Wednesday, 10 January 2018: 11:15 AM
Room 18B (ACC) (Austin, Texas)
The dependence between spatiotemporal variability of rainfall and its hydrologic impact has not been fully understood. A previously developed Dynamic Moving Storm (DMS) generator is a multivariate rainfall model simulating spatiotemporal variability as well as storm movement. In this study, the DMS generator has been upgraded to generate realistic precipitation field. Rain cell segmentation and tracking algorithms were respectively developed and applied on high resolution radar rainfall data (1) to spatially determine the rain cells within individual radar image and (2) to temporally analyze their dynamic behavior. The dependence of hydrologic responses on rainfall features was investigated by dissecting the precipitation field into rain cells and modifying their spatio-temporal specifics individually. The study area was the Upper Trinity River Basin (UTRB) watershed, Texas; and two kinds of high resolution radar data i.e. the Next-Generation Radar (NEXRAD) level III Digital Hybrid Reflectivity (DHR) product and Multi-Radar Multi-Sensor (MRMS) precipitation rate product, were utilized to establish parameter statistics and to recreate/remodel historical events respectively.

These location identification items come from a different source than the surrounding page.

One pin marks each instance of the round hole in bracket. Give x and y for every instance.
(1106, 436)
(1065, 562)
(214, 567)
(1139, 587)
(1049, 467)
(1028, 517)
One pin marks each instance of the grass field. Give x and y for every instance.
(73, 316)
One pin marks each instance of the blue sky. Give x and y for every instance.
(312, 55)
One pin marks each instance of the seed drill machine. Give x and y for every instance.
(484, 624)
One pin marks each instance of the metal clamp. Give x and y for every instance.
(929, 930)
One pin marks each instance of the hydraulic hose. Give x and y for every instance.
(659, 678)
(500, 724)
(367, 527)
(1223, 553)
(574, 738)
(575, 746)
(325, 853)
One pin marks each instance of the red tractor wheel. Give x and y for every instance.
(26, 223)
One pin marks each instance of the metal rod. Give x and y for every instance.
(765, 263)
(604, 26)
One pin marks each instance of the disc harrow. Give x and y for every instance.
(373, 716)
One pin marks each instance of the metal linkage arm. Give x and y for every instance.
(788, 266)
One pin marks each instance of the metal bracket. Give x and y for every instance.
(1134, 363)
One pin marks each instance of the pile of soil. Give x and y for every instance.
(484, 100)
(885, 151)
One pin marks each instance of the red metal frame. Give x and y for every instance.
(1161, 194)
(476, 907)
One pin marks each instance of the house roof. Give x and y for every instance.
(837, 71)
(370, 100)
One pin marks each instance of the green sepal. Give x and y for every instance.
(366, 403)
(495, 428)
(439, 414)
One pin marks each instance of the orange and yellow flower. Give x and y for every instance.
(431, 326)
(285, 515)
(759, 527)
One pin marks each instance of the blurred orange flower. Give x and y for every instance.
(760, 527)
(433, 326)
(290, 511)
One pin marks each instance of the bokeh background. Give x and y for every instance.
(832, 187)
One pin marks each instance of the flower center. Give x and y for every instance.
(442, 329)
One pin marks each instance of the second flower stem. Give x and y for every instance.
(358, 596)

Empirical distributions of the DMS parameters were calculated by processing a long record of rainfall data (10 years), which would reveal preferential patterns and seasonality under the regional climate. Subsequently, the WRF-Hydro model forced by the remodeled and modified precipitation was used for hydrologic simulation. The results demonstrated that rainfall duration is a significant linkage between DMS parameters and their hydrologic impacts—any combination of spatiotemporal characteristics that render rain cells to stay longer over the catchment will produce higher peak discharge.